Récit par le bout de ma lorgnette.

Avec l’ami Yves, trublion patenté, zébulon du travail social et de l’agitation d’idées, nous étions conviés à participer à la table ronde de ce forum, le samedi 18 février dans la salle Hessel. Curieux clin d’œil du destin pour celui qui eut ce grand témoin du XX° siècle comme préfacier de son livre : « Vie cabossée ». Nous arrivons bien avant l’ouverture des portes du centre social. Les habitudes étant ce qu’elles sont, Yves va vers les jeunes qui sont regroupés là, sur les bancs, prenant le soleil.

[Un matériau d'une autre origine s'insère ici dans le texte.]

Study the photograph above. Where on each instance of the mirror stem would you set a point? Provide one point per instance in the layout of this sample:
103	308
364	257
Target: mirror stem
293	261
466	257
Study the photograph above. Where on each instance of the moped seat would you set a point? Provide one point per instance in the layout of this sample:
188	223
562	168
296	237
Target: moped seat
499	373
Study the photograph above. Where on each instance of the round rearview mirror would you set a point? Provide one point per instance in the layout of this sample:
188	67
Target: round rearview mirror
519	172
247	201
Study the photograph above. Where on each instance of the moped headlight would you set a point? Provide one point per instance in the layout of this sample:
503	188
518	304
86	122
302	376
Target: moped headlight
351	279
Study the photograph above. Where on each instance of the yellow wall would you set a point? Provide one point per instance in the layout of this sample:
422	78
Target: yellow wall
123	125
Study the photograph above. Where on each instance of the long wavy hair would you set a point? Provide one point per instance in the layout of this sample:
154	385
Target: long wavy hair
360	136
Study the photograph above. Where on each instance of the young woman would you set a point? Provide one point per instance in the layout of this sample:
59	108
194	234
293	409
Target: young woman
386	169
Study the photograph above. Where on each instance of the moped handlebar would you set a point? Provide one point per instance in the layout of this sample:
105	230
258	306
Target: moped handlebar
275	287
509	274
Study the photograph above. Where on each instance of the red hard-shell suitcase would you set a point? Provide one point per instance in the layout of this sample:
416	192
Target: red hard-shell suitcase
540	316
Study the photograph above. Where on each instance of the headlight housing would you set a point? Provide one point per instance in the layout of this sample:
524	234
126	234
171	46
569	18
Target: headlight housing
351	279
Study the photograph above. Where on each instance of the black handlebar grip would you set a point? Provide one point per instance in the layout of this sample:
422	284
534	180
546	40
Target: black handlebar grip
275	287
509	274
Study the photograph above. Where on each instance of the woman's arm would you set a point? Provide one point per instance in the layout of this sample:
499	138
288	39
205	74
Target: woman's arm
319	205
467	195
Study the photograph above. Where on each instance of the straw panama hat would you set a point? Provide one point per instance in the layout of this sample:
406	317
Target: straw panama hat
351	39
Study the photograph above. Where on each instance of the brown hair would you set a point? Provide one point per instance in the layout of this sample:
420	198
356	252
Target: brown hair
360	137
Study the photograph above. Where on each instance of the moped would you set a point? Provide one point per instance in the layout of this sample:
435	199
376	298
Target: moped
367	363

Ce diable d’éducateur se permet d’inviter la joyeuse et bruyante troupe dans la salle. Cela provoque immédiatement la réaction du cerbère local. Il est des préjugés qui ont la vie dure, des réflexes conditionnés qui sont sans aucune doute d’origine pavlovienne. Le jeune portant casquette n’a pas spontanément sa place dans les structures sous le contrôle de municipalités républicaines. Les jeunes gens s’installent pourtant, le cerbère vient plusieurs fois pour les déloger, Yves s’interpose.

La salle finit par se garnir. Longtemps, nous avons craint d’avoir fait tout ce chemin pour rien. Le public arrive ; il y a dans la salle une remarquable diversité : des personnes en précarité, des jeunes du quartier devenus acteurs de théâtre, des travailleurs sociaux, des citoyens ordinaires. Le sujet pourtant est ardu : l’accès à la culture pour les publics qui en sont exclus.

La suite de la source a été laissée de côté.